Tencent’s Profit Drop Drags On Chinese, Tech Stocks


There’s a saying that Wall Street does not like surprises — and certainly not earnings surprises … at least not to the downside.

Case in point: Tencent Holdings saw its stock slide more than 3 percent in intraday trading to roughly 335 Hong Kong dollars, and its American depositary receipts (ADRs) slip more than 10 percent, on the heels of what Bloomberg termed “shockingly poor quarterly numbers.” How poor? The latest report marks the first slide in profits in roughly a decade. The profit hit came amid a strong macro headwind: As the newswire noted, there is a freeze on new game approvals in China, and no real knowledge of when that freeze might thaw.

That backdrop with the profit and stock declines acting seemingly hand in hand  underscores how tech giants that have been a major force in upward market marches have been under pressure, Bloomberg said.

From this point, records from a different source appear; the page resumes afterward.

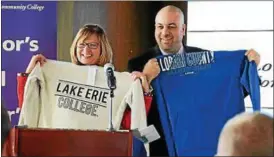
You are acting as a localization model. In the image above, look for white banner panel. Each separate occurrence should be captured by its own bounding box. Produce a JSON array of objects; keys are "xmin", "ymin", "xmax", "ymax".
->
[{"xmin": 187, "ymin": 1, "xmax": 273, "ymax": 116}]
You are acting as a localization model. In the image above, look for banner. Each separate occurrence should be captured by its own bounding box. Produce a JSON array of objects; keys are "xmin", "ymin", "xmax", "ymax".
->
[
  {"xmin": 1, "ymin": 1, "xmax": 57, "ymax": 125},
  {"xmin": 187, "ymin": 1, "xmax": 273, "ymax": 116}
]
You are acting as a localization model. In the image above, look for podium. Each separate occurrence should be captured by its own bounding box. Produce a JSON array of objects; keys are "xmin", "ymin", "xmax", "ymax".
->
[{"xmin": 3, "ymin": 128, "xmax": 133, "ymax": 156}]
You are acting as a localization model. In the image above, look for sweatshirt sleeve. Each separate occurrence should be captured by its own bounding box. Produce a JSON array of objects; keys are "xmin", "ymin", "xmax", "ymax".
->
[
  {"xmin": 17, "ymin": 74, "xmax": 28, "ymax": 109},
  {"xmin": 18, "ymin": 65, "xmax": 43, "ymax": 127},
  {"xmin": 128, "ymin": 80, "xmax": 149, "ymax": 155},
  {"xmin": 240, "ymin": 59, "xmax": 261, "ymax": 111},
  {"xmin": 121, "ymin": 95, "xmax": 152, "ymax": 129}
]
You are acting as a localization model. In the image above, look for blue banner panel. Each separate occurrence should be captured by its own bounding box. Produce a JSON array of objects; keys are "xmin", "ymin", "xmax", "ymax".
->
[{"xmin": 1, "ymin": 1, "xmax": 57, "ymax": 126}]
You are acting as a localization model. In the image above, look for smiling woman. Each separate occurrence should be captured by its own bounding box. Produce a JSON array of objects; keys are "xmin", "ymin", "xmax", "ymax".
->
[
  {"xmin": 16, "ymin": 23, "xmax": 154, "ymax": 130},
  {"xmin": 70, "ymin": 24, "xmax": 113, "ymax": 66}
]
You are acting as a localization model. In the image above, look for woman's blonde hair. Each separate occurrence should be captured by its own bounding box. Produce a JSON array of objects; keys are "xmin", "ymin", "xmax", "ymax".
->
[{"xmin": 70, "ymin": 24, "xmax": 113, "ymax": 66}]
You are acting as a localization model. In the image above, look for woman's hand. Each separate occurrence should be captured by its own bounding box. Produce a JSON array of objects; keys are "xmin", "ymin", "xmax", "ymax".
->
[
  {"xmin": 131, "ymin": 71, "xmax": 150, "ymax": 93},
  {"xmin": 25, "ymin": 54, "xmax": 47, "ymax": 73}
]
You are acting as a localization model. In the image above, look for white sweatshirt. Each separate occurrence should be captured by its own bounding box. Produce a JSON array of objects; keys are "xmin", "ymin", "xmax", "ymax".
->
[{"xmin": 18, "ymin": 60, "xmax": 147, "ymax": 132}]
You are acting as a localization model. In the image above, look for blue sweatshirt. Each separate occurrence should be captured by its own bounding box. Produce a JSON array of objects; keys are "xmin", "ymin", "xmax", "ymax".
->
[{"xmin": 152, "ymin": 50, "xmax": 261, "ymax": 156}]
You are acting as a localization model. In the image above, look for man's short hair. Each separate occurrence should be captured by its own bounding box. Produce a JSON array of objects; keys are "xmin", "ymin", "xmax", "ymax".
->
[{"xmin": 217, "ymin": 112, "xmax": 273, "ymax": 156}]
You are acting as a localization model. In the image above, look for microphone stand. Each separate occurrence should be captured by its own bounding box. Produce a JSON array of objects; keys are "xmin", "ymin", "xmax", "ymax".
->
[
  {"xmin": 108, "ymin": 89, "xmax": 115, "ymax": 132},
  {"xmin": 105, "ymin": 64, "xmax": 116, "ymax": 132}
]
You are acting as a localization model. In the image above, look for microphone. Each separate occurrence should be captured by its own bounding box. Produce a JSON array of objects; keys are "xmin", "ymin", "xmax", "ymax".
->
[
  {"xmin": 104, "ymin": 63, "xmax": 116, "ymax": 131},
  {"xmin": 104, "ymin": 63, "xmax": 116, "ymax": 90}
]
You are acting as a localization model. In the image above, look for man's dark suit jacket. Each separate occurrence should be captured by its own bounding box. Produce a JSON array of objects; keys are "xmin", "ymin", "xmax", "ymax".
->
[{"xmin": 128, "ymin": 45, "xmax": 206, "ymax": 156}]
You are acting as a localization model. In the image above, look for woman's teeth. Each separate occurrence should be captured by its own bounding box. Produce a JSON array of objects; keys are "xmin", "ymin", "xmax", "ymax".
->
[{"xmin": 83, "ymin": 54, "xmax": 92, "ymax": 58}]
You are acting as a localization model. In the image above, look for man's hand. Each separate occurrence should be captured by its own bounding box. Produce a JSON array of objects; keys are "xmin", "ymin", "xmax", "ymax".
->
[
  {"xmin": 245, "ymin": 49, "xmax": 261, "ymax": 66},
  {"xmin": 142, "ymin": 58, "xmax": 160, "ymax": 84}
]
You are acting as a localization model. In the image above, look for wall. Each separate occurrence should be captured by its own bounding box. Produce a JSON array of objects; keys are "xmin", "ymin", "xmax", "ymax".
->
[{"xmin": 57, "ymin": 1, "xmax": 188, "ymax": 71}]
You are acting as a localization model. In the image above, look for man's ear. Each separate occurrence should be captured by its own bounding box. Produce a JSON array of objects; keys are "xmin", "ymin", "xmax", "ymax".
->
[{"xmin": 182, "ymin": 24, "xmax": 186, "ymax": 36}]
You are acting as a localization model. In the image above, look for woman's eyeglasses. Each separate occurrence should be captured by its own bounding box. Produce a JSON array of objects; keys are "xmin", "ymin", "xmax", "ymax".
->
[{"xmin": 77, "ymin": 42, "xmax": 99, "ymax": 50}]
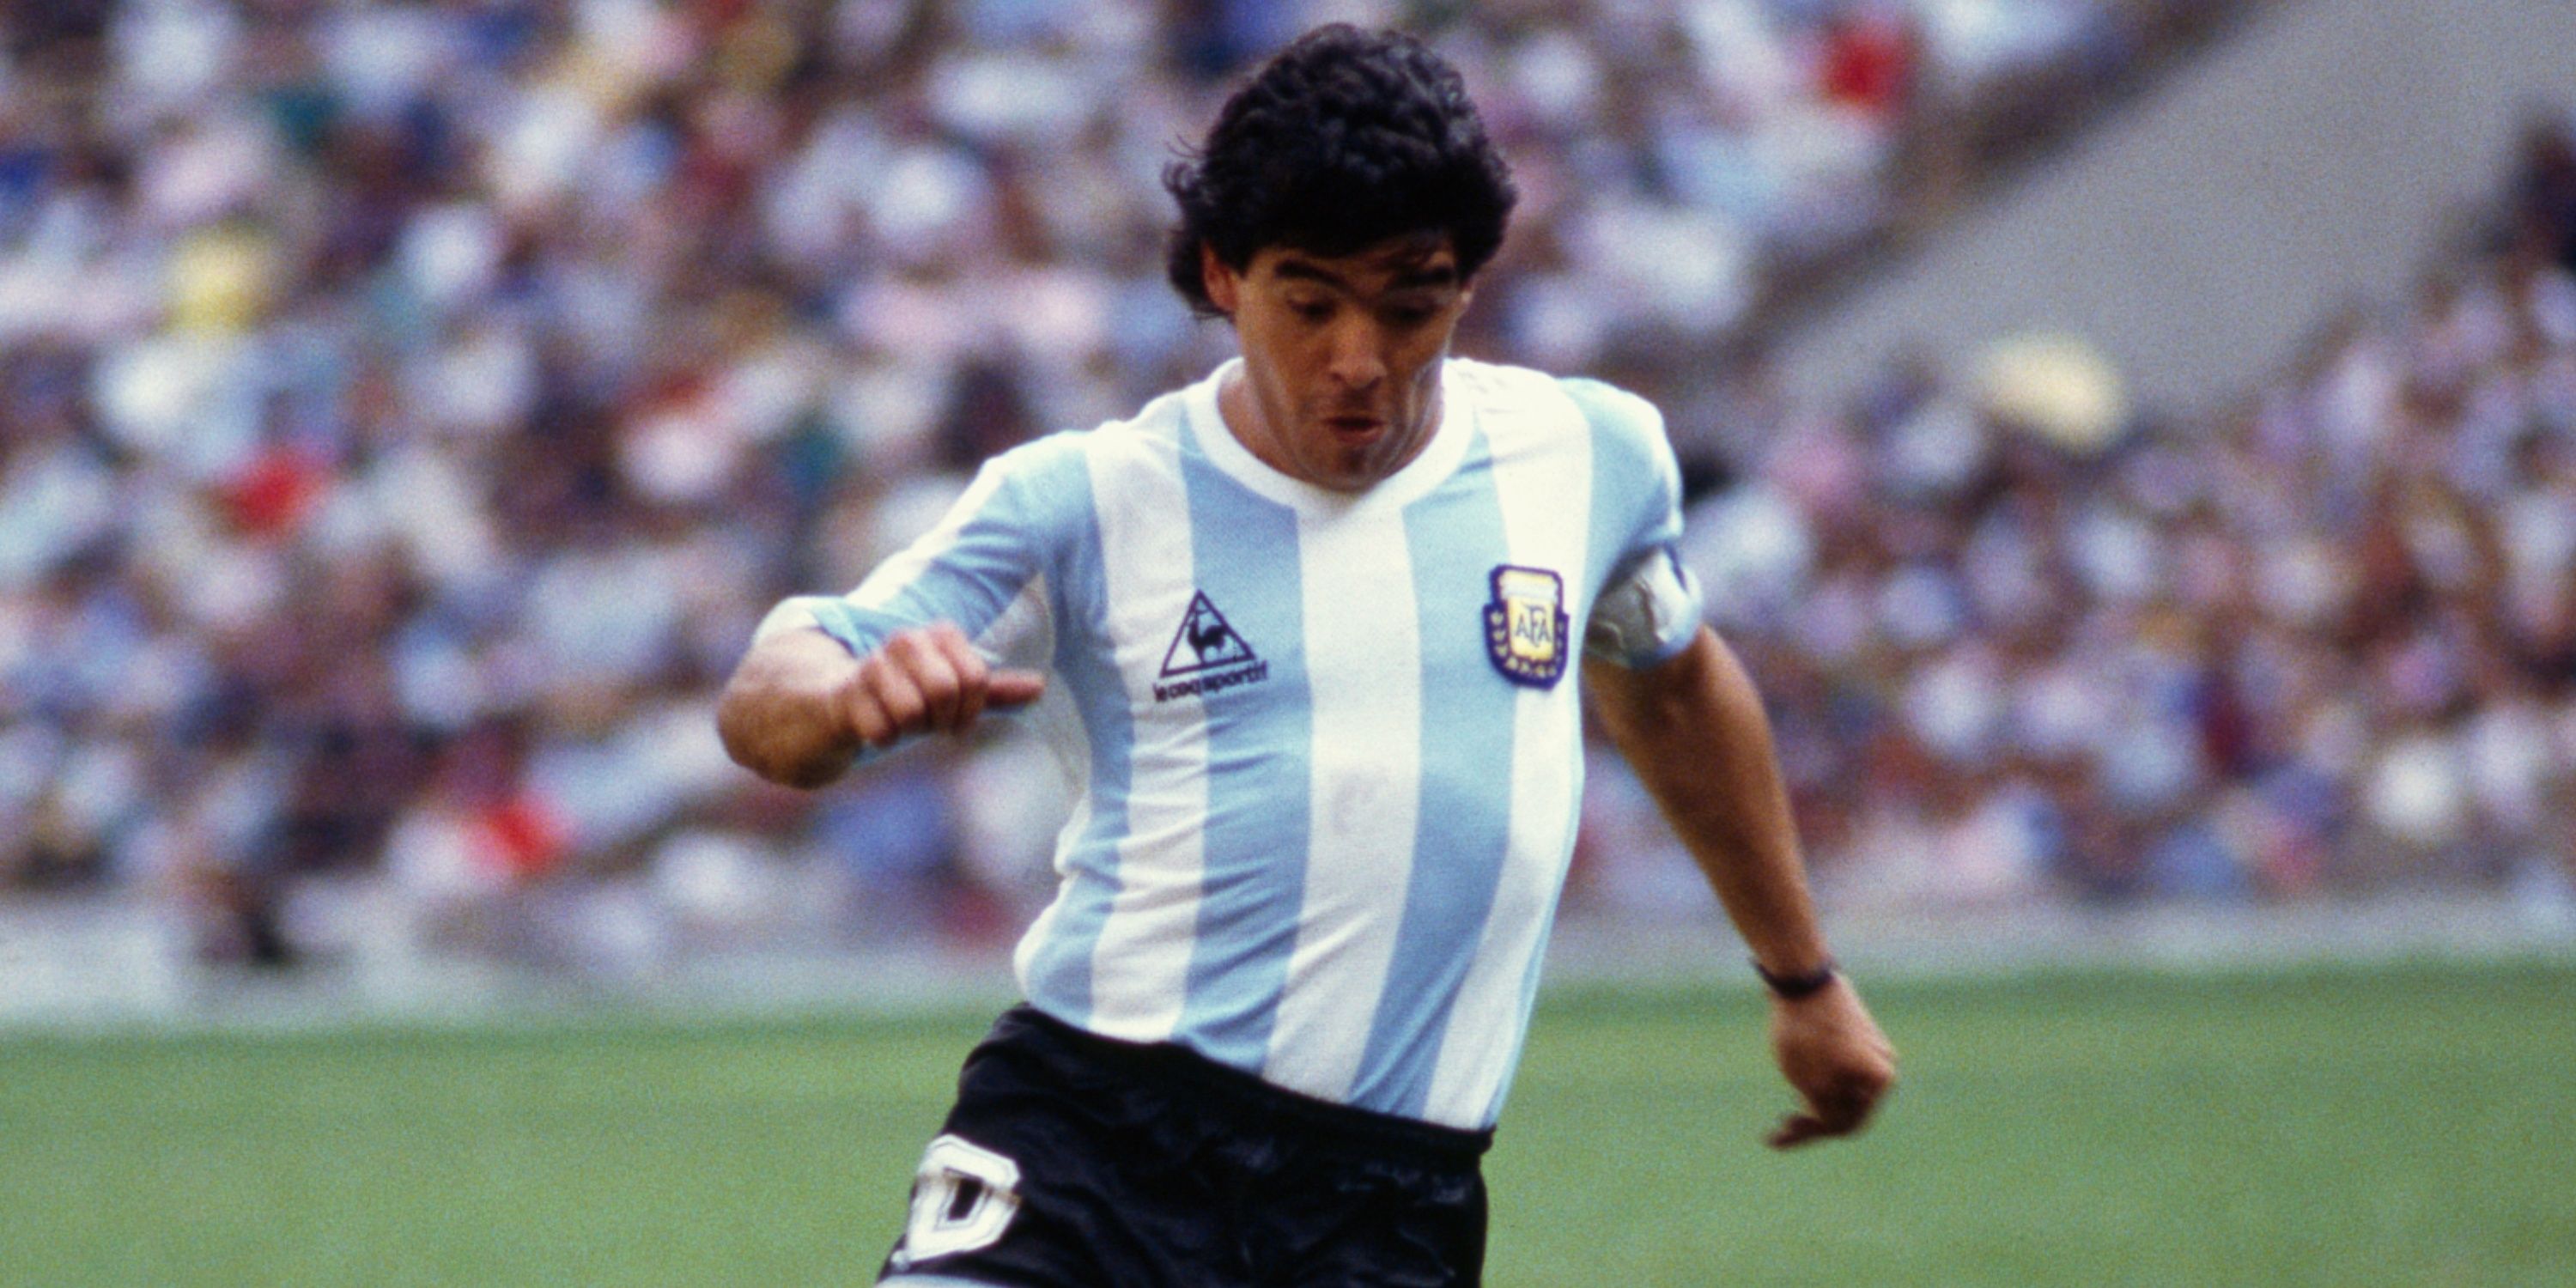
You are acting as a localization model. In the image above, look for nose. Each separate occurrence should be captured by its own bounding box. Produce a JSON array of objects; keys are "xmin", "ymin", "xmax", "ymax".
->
[{"xmin": 1326, "ymin": 319, "xmax": 1387, "ymax": 392}]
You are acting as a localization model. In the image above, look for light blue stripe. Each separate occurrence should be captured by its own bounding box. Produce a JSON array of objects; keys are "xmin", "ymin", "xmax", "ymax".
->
[
  {"xmin": 1005, "ymin": 441, "xmax": 1132, "ymax": 1030},
  {"xmin": 1170, "ymin": 448, "xmax": 1310, "ymax": 1072},
  {"xmin": 1348, "ymin": 431, "xmax": 1520, "ymax": 1117},
  {"xmin": 1175, "ymin": 448, "xmax": 1319, "ymax": 1072}
]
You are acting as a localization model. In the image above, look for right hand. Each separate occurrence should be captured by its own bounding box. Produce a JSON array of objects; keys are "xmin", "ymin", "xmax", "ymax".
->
[{"xmin": 837, "ymin": 623, "xmax": 1046, "ymax": 749}]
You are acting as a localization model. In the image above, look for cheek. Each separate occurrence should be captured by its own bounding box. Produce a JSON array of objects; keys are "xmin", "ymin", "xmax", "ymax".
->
[
  {"xmin": 1247, "ymin": 333, "xmax": 1324, "ymax": 425},
  {"xmin": 1402, "ymin": 342, "xmax": 1446, "ymax": 399},
  {"xmin": 1400, "ymin": 322, "xmax": 1455, "ymax": 379},
  {"xmin": 1238, "ymin": 318, "xmax": 1295, "ymax": 383}
]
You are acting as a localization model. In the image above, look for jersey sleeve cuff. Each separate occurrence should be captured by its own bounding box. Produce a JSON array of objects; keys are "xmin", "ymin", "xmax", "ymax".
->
[
  {"xmin": 750, "ymin": 597, "xmax": 827, "ymax": 646},
  {"xmin": 757, "ymin": 594, "xmax": 925, "ymax": 663}
]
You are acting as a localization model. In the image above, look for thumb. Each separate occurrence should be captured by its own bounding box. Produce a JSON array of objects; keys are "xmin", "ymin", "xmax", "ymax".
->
[
  {"xmin": 985, "ymin": 669, "xmax": 1047, "ymax": 708},
  {"xmin": 1766, "ymin": 1114, "xmax": 1831, "ymax": 1151}
]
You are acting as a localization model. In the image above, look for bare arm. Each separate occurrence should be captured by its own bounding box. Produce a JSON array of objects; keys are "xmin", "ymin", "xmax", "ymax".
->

The Tencent results came on a day that saw the tech-heavy NASDAQ slip 120 basis points and Chinese firms, such as NetEase and JD.com, drop in share price by an average of 2.9 percent. Alibaba was off 3 percent.

It may be the case that the Chinese giants have been slipping on this day in tandem, as Tencent’s results underscore the impact that the government can have on firms’ financial results. As has been noted before, the Chinese government has been taking steps to tighten control over its internet sector, from mobile gaming to mobile payments (as has been seen with Alibaba), even as some of the biggest firms compete more fiercely with one another for eyeballs, wallet share and, of course, game play.

By the numbers, net income was down 2 percent year over year to 17.9 billion yuan, far below the 19.3 billion yuan that had been expected by the Street. As for the top line, revenues were up 30 percent  impressive as a stand-alone growth rate, but then again, the slowest pace in three years. The 73.7 billion logged in yuan for revenue was short of the 77.7 billion that the Street expected.

So, in China, with no new game afoot, Tencent has seen a challenge to the top line. The company has to keep content (and games) fresh and new, with an attendant boost in WeChat messaging activity. The cross-pollination allows the company the name behind Fortnite, for example to sell to more than a billion users. The drop came as the company saw a 19 percent drop in mobile gaming sales.

This was enough to swamp bright spots such as payments, where the monthly active user (MAU) count came in at 800 million, with volumes up 40 percent year on year. However, as Bloomberg noted, there may be a hit to margins looming as the financial services business requires Tencent to set aside reserves.

One possible promising area is payments, where MAUs stood at 800 million in June. Bloomberg said, “Daily transaction volume was up 40 percent in the quarter. But Tencent also warned of a hit to gross margins by higher requirements on the reserves it must set aside for its financial services business.”

The vagaries of the gaming ban can be seen in the fact that, in tandem with no new game approvals on the horizon, games already out in the field can be held back. Consider the fact that the Chinese government made the company drop Monster Hunter: World (a gaming title) a few days after the game hit (virtual) shelves.

WeChat, the messaging offering, was a bright spot, as it saw MAUs grow about 10 percent year on year to just over 1 billion users, which in turn helped advertising revenues soar 39 percent.